Artur Bieliński dla SportoweFakty.pl: Najgorzej będzie zająć piąte miejsce

Potwierdziły się informacje na temat otrzymania licencji przez klub ŻKS Ostrovia na sezon 2012. Znany jest również system rozgrywek pierwszej ligi, w której w rozpoczynającym się niebawem sezonie startować będzie sześć drużyn.

- Decyzję na temat licencji przyjęliśmy oczywiście z ulgą. Po terminie 28 lutego, ale jednak spłaciliśmy zobowiązania za rok poprzedni i zostaliśmy przyjęci do rozgrywek pierwszoligowych. Dostaliśmy także już komunikat, że rozgrywki będą toczyć się w systemie sześciozespołowym. W fazie play-off pojadą cztery najlepsze drużyny, a dla piątej sezon skończy się wcześniej. Szósta drużyna jedzie z kolei w barażach. W przypadku sześćiu drużyn kształt rozgrywek nigdy nie będzie idealny. Najgorzej trafić na miejsce piąte, ponieważ tych meczów sezonie będzie wtedy tylko 10 - tłumaczy w rozmowie z portalem SportoweFakty.pl p.o. prezesa ŻKS Ostrovia Artur Bieliński.

Zajęcie piątego miejsca to niewielka liczba spotkań, ale także znaczna oszczędność dla klubu. - Nie ma złotej odpowiedzi na pytanie, czy piąte miejsce oznacza więcej pieniędzy w klubowej kasie. Gdyby rozegrać mecze u siebie, w końcowym rozrachunku mogło to wyjść inaczej i koszty byłyby wyzerowane. Oczywiście, warunkiem jest wysoka frekwencja. To już jednak zatwierdzone i trzeba się z tym pogodzić. Zajęcie piątej lokaty będzie oznaczać znacznie mniej spotkań - mówi Bieliński.
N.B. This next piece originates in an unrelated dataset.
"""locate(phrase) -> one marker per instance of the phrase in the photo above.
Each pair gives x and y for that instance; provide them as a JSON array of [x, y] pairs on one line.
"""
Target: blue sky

Jeżeli drużyna zdoła awansować do najlepszej czwórki, rozegra łącznie 16 spotkań w trakcie całego sezonu. - W najbliższym czasie trzeba dążyć od uporządkowania spraw wokół żużla. Mówimy w tym przypadku o sprawach licencyjnych i regulaminowych. Wydaje mi się, że 16 spotkań w obecnych realiach to już nie taka mała liczba. Poza tym, awans do play-off powinien iść w parze z większym zainteresowaniem kibiców - przekonuje Bieliński.

Wiadomo również, że w sezonie 2013 pierwsza liga ma liczyć siedem drużyn. - Na chwilę obecną rzeczywiście mamy takie założenie. Proszę jednak pamiętać, że może powtórzyć się temat z tego roku i któreś kluby mogą nie przejść procesu licencyjnego. Nikomu tego nie życzę, ale niewykluczone, że wróci temat połączenia lig. W tej chwili założenia są jednak inne. Być może w drugiej lidze pojawią się nowe zespoły i nie będzie ona tak nieliczna - kończy Bieliński.